Hurricane Updates
Here, where I live in Central Florida, we scarcely felt a breeze as Hurricane Ivan churned through the gulf. Everyone around here held their breath as they waited for Ivan to go by -- afraid he'd make a sudden right turn and clobber Central Florida. Not that we wished anything on the Gulf Coast, it was just that we've been suffering post-traumatic stress.
See, we're not supposed to be clobbered by hurricanes. We're the favored children of Florida. The 'canes that approach the peninsula from the Atlantic usually either come ashore down south of us, or go north and smack Georgia or South Carolina. The ones that go into the Gulf usually hit the northern or western part of the gulf. Even the ones that turn and hit Tampa don't come through with anything like Charley's force.

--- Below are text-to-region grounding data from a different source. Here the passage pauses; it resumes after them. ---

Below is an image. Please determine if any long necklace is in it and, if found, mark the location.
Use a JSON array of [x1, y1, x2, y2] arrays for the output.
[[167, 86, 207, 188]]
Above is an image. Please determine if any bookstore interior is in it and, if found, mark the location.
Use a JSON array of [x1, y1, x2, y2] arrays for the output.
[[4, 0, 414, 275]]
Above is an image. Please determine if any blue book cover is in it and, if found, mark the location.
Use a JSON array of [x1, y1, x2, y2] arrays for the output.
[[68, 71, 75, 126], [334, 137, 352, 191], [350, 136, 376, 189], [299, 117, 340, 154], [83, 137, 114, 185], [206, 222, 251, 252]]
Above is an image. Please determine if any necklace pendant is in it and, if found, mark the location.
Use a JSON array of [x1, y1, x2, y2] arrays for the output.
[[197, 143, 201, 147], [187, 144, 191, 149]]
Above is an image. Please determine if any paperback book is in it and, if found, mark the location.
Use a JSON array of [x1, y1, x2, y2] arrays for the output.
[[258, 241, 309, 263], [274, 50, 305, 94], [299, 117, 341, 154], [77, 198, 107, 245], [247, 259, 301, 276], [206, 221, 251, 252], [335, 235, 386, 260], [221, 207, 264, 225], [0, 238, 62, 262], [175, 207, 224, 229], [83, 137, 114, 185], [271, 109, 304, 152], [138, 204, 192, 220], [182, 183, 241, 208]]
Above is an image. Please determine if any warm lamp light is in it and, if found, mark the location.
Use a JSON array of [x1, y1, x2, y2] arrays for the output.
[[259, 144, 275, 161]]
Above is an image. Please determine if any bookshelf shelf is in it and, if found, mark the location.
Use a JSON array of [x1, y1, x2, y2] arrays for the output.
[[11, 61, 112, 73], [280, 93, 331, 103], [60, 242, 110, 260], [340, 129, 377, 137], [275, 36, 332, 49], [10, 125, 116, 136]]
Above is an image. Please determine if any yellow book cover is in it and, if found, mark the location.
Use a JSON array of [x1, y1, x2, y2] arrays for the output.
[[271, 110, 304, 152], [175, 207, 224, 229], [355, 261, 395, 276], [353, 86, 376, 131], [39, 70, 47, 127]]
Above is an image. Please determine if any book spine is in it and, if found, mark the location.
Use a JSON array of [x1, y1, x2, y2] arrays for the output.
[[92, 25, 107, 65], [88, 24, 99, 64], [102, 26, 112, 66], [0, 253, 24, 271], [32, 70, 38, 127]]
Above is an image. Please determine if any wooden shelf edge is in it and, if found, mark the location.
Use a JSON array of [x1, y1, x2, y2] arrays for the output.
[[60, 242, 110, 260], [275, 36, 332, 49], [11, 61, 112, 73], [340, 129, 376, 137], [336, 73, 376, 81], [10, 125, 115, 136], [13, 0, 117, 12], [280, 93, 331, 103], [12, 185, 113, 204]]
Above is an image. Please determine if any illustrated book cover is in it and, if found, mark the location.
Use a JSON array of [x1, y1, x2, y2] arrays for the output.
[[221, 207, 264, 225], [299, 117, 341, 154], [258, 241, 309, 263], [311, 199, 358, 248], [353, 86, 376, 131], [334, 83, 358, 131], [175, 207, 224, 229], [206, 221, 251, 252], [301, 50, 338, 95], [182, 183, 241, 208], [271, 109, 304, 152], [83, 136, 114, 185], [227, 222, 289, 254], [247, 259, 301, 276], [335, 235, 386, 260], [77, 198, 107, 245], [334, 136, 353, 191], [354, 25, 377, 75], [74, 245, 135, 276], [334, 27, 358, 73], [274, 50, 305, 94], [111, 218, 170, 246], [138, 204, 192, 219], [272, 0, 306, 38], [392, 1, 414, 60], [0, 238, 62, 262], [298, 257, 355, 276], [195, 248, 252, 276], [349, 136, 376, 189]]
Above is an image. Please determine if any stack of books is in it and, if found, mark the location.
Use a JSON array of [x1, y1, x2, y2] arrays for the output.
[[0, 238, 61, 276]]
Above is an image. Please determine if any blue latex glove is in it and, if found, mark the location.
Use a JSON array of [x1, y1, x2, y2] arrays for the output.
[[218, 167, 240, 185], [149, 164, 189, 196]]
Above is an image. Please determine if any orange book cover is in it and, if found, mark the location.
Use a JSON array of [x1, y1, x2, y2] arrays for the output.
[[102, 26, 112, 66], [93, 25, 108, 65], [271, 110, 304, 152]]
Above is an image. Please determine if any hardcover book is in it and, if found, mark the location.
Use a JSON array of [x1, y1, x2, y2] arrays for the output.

Having two major storms (Hurricanes Charley and Frances) crisscross our territory in less than a month's time is unheard of, even by the old-timers.
Then came Ivan, with an uncertain forecast. Several models showed him curving in as he moved north through the Gulf of Mexico and clobbering us, a third storm to do so in a month's time.
Dear hearts, it was too much for many to bear.
As I said, we didn't want to wish Ivan off on anyone else -- we just wanted him to go away. Disappear. But he refused the invitation. The people in Alabama and northwestern Florida have my prayers and sincere sympathy, as do all the people who were in Ivan's path as he marched northward, carrying death and his bag of tricks -- floods, twisters and more misery.
The devastation Frances left is still evident in my neighborhood. It looks like a twister went through -- you can trace a path of destruction across an intersecting road then down the main thoroughfare, chewing up trees, electric poles and power lines. Maybe that's what woke me at 2 a.m. as the hurricane came through, a twister beating on my windows and tossing a neighbor's tree through my privacy fence as it brushed by.
It was a massacre of trees as Frances came through, much worse than Charley. Frances took her time wreaking havoc. Towering old oaks with trunks six feet wide were torn to bits. Out-of-state contractors are swarming all over the county like ants, throwing sawed-up tree trunks and branches into their plywood-sided trailers.
The miracle is, there was no loss of life around here.
Now I'm watching Tropical Storm Jeanne out in the Atlantic. She's craftily circling, like a shark, trying to build her strength back up to hurricane force. The computer models are all over the place, so who knows what direction she'll end up taking.
I'm praying she'll just stay out in the Atlantic and fizzle away.